With the Davis Cup on the line, Radek Stepanek delivered again.
Stepanek gave the Czech Republic its second straight Davis Cup title Sunday, sweeping past Dusan Lajovic in straight sets in the fifth and decisive match to secure a 3-2 win over Serbia in the final.
That made Stepanek the first player in the history of the tournament to decide two consecutive finals in the fifth match, having done the same against Spain's Nicolas Almagro last year.
"This is an amazing moment," said Stepanek, who beat the 117th-ranked Lajovic 6-3, 6-1, 6-1 after Novak Djokovic had levelled the series for Serbia at 2-2 earlier Sunday.

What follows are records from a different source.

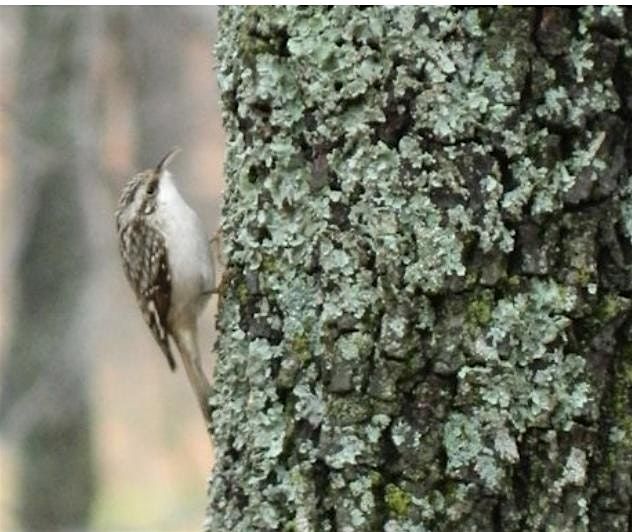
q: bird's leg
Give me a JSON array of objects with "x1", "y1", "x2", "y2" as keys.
[
  {"x1": 209, "y1": 229, "x2": 225, "y2": 267},
  {"x1": 204, "y1": 229, "x2": 225, "y2": 296}
]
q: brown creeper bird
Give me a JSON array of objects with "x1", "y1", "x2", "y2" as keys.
[{"x1": 115, "y1": 147, "x2": 216, "y2": 426}]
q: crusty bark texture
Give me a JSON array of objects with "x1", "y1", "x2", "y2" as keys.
[{"x1": 207, "y1": 7, "x2": 632, "y2": 531}]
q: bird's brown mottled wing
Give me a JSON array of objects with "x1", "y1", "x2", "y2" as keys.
[{"x1": 119, "y1": 220, "x2": 176, "y2": 371}]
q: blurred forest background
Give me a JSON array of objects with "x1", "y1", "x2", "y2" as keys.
[{"x1": 0, "y1": 6, "x2": 224, "y2": 530}]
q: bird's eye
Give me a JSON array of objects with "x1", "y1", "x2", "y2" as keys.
[{"x1": 147, "y1": 181, "x2": 158, "y2": 196}]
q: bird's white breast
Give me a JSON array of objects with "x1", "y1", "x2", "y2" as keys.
[{"x1": 156, "y1": 172, "x2": 214, "y2": 323}]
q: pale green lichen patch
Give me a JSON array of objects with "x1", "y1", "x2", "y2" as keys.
[{"x1": 444, "y1": 280, "x2": 591, "y2": 490}]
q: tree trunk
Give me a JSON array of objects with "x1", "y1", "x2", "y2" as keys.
[
  {"x1": 0, "y1": 7, "x2": 97, "y2": 529},
  {"x1": 207, "y1": 7, "x2": 632, "y2": 530}
]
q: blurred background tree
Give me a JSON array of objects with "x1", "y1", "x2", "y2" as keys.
[
  {"x1": 0, "y1": 7, "x2": 97, "y2": 528},
  {"x1": 0, "y1": 6, "x2": 223, "y2": 529}
]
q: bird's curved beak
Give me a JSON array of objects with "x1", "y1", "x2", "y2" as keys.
[{"x1": 155, "y1": 146, "x2": 182, "y2": 175}]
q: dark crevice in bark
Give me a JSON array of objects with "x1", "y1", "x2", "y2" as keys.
[
  {"x1": 225, "y1": 88, "x2": 239, "y2": 121},
  {"x1": 237, "y1": 114, "x2": 255, "y2": 145},
  {"x1": 531, "y1": 7, "x2": 545, "y2": 57},
  {"x1": 563, "y1": 195, "x2": 612, "y2": 214},
  {"x1": 519, "y1": 59, "x2": 534, "y2": 113},
  {"x1": 612, "y1": 49, "x2": 632, "y2": 121},
  {"x1": 276, "y1": 26, "x2": 290, "y2": 58},
  {"x1": 303, "y1": 137, "x2": 348, "y2": 194},
  {"x1": 490, "y1": 147, "x2": 515, "y2": 194},
  {"x1": 505, "y1": 241, "x2": 525, "y2": 280},
  {"x1": 543, "y1": 122, "x2": 576, "y2": 160},
  {"x1": 372, "y1": 57, "x2": 416, "y2": 149},
  {"x1": 615, "y1": 221, "x2": 632, "y2": 266},
  {"x1": 313, "y1": 458, "x2": 335, "y2": 529},
  {"x1": 587, "y1": 313, "x2": 627, "y2": 524},
  {"x1": 328, "y1": 170, "x2": 342, "y2": 192},
  {"x1": 337, "y1": 92, "x2": 368, "y2": 113},
  {"x1": 492, "y1": 500, "x2": 503, "y2": 532},
  {"x1": 513, "y1": 436, "x2": 531, "y2": 528},
  {"x1": 591, "y1": 13, "x2": 627, "y2": 39},
  {"x1": 376, "y1": 420, "x2": 400, "y2": 529},
  {"x1": 329, "y1": 201, "x2": 351, "y2": 231},
  {"x1": 362, "y1": 306, "x2": 385, "y2": 397},
  {"x1": 405, "y1": 354, "x2": 440, "y2": 396}
]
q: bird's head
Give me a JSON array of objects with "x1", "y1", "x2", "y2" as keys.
[{"x1": 115, "y1": 147, "x2": 181, "y2": 230}]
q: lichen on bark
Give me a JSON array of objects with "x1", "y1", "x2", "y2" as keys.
[{"x1": 207, "y1": 6, "x2": 632, "y2": 531}]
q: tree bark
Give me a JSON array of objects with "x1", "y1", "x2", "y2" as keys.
[{"x1": 207, "y1": 7, "x2": 632, "y2": 531}]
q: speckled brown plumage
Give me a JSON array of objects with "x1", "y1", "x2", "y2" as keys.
[{"x1": 119, "y1": 219, "x2": 175, "y2": 370}]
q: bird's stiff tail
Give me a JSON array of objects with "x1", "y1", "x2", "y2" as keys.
[{"x1": 173, "y1": 326, "x2": 212, "y2": 427}]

The Czech veteran converted his first match point with a smash to send about a thousand visiting Czech fans at Belgrade Arena into wild celebrations as they blew trumpets and beat their drums.
Stepanek spread his hands on the court as Tomas Berdych and other Czech teammates jumped on him.
"It's difficult to find right words for emotions I am going through now," Stepanek said. "It was a completely different experience than last year. I was very focused, concentrated, I knew what to do on court. We made history for our country today."
Last year's victory for the first for the Czechs as an independent nation. Serbia won its only crown in 2010, beating France in Belgrade.
Lajovic, who has a 5-12 record on the ATP tour and had never played in the Davis Cup before this weekend, replaced Janko Tipsarevic, who missed the final with a heel injury.
He also lost his first singles against Berdych on Friday -- his first career best-of-five-sets match -- and found himself thrust into by far the biggest match of his life against Stepanek. The 23-year-old Serb started well, however, breaking Stepanek in the opening game of the match. But the 34-year-old Czech responded swiftly with two consecutive breaks to take a 5-2 lead.
Stepanek controlled the match from then on, and broke Lajovic for 3-1 in the final set, and then added another before serving out the match.
"I was fighting to my last breath, but obviously this wasn't enough," Lajovic said. "Of course, I am very disappointed. Right now I need to cool off my head and think what to do next."
Serbia captain Bogdan Obradovic said his team's chances of winning the title were crippled by Tipsarevic's injury and a 12-month doping ban against Viktor Troicki, who helped Serbia win its only title.
"We couldn't find the real replacement for the two, it was like playing tennis without one leg," Bogdanovic said. "Dusan is the young gun in our team. Hopefully he is going to use the energy from the team and some experiences from those two matches for his career, even if it wasn't a success."
The Czechs got the crucial point in Saturday's doubles to go up 2-1. The second-ranked Djokovic then kept alive Serbia's hopes by beating Berdych 6-4, 7-6 (5), 6-2 earlier Sunday to improve his career record against the Czech to 15-2.
"We both entered this match with a lot of tension," Djokovic said. "I managed to break his resistance in the second set."
Berdych was leading 5-4 in the second-set tiebreaker when he sent wide an easy backhand volley at the net. Then he lost a point on his serve, and Djokovic took his first chance to serve out the set.
Djokovic, who improved his winning streak to 24 matches since losing the U.S. Open final against Rafael Nadal in September, converted his first match point with an ace, bringing cheers from the 17,000-strong boisterous Serbian crowd at the arena.
"It's really hard to find right and correct words to explain at what level he's playing and how strong Novak is," Berdych said. "He is now the best player when he's playing indoors, and that's what he proved today."